The continent-wide STOXX 600 index slumped 1.5% to its lowest since mid-March, with UK’s FTSE 100 sliding 1.9% and Germany’s DAX down 1.2%.

China-exposed sectors such as miners, oil & gas and luxury stocks were among the top decliners in Europe as fears grew that Beijing was on the verge of joining Shanghai in lockdowns.

Miners fell 5.8% to a one-month low as industrial metal prices slumped on concerns about waning demand from top metals consumer China, while oil and gas stocks dropped 3.3%. [MET/L]

France’s CAC 40 dropped 1.6%, caught in a wider risk-off move, even as Sunday’s election results showed pro-EU centrist Macron beating far-right challenger Marine Le Pen with a solid margin.

French stocks have outperformed the wider STOXX 600 index over the past two weeks after polls put Macron in the lead, reassuring markets about France’s commitment to an integrated Europe even if his economic platform now depends on parliamentary elections in June.

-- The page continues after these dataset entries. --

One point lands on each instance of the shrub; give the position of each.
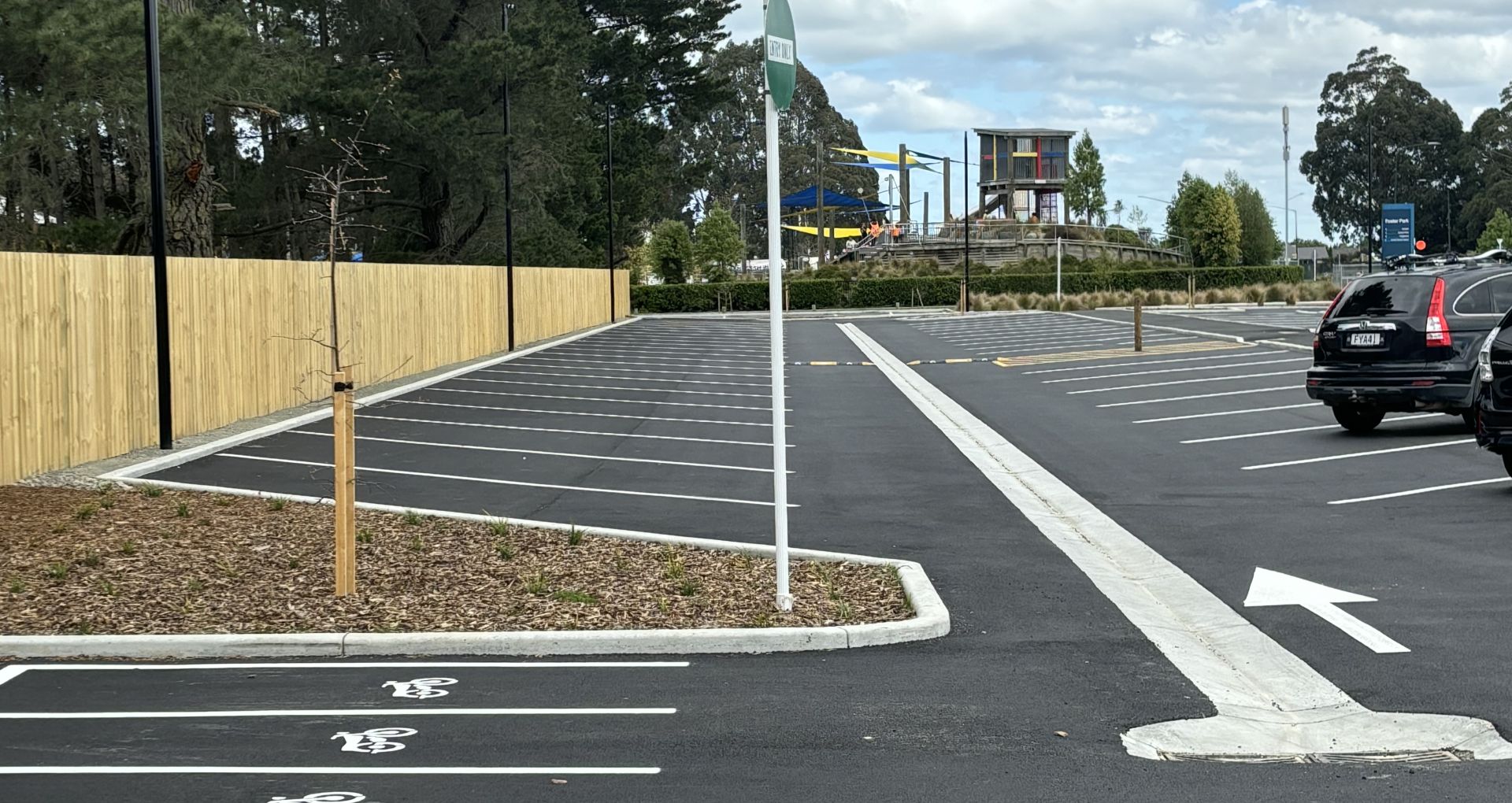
(944, 290)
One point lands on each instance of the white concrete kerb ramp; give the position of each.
(930, 617)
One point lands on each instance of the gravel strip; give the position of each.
(159, 561)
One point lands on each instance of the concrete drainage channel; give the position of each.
(930, 620)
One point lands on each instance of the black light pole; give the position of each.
(608, 150)
(965, 191)
(1370, 229)
(509, 195)
(154, 153)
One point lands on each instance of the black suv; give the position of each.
(1494, 430)
(1408, 341)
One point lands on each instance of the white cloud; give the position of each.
(1163, 85)
(902, 105)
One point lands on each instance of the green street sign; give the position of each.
(782, 54)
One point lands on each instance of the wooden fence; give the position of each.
(77, 342)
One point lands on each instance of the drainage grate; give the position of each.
(1413, 757)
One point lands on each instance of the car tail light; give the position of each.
(1485, 356)
(1438, 333)
(1328, 312)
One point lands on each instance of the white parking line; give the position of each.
(1099, 331)
(1231, 413)
(670, 342)
(491, 481)
(1298, 430)
(596, 400)
(1229, 379)
(542, 453)
(333, 712)
(1084, 345)
(617, 379)
(333, 772)
(1416, 492)
(1173, 371)
(356, 664)
(619, 387)
(588, 415)
(1206, 395)
(617, 354)
(570, 431)
(1099, 338)
(1018, 331)
(754, 371)
(1229, 354)
(1351, 456)
(601, 366)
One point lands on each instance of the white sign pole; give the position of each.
(779, 397)
(1058, 268)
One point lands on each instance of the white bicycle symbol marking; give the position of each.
(377, 740)
(325, 797)
(421, 688)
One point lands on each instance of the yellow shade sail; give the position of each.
(880, 156)
(813, 230)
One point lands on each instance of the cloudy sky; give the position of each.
(1163, 85)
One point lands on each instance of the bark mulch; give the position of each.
(158, 561)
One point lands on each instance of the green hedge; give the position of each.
(941, 290)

That followed a brief period of volatility in markets when polls showed a relatively small lead over Le Pen, who favours nationalising key industries and slashing taxes.

“What we saw these last two weeks is the repricing of Macron victory as polls have been widening. So for the market it is good news, but the impact should be relatively limited today,” said Roland Kaloyan, head of European equity strategy at Societe Generale.

“The new story today is about China and the market is very worried about the impact of that on supply chains.”

Utilities were the only sector in the black, rising 0.3%, while other defensive sectors such as food and beverage and telecom stocks, which tend to outperform at times of economic uncertainty, were the smallest decliners.

Shares of French infrastructure groups Eiffage and Vinci gained over 1% each after a sell-off earlier in April on fears the groups may be targeted for nationalisation by Le Pen.

A gauge of eurozone stock market volatility spiked above 30 points for the first time in almost two weeks.

European markets suffered last week, taking cues from Wall Street indexes as investors priced in aggressive actions by the U.S. Federal Reserve to tame inflation, knocking rate-sensitive growth shares. [.N]

In a busy week for earnings, 144 of the STOXX 600 companies are expected to report quarterly results.

Dutch health technology company Philips plunged 10.8% to its lowest since 2016 after reporting a hit to first-quarter profit due to a global shortage of parts and a massive recall of ventilators.

French gaming group Ubisoft jumped 5% after a report on Friday said the “Assassin’s Creed” maker is attracting preliminary takeover interest from buyout funds.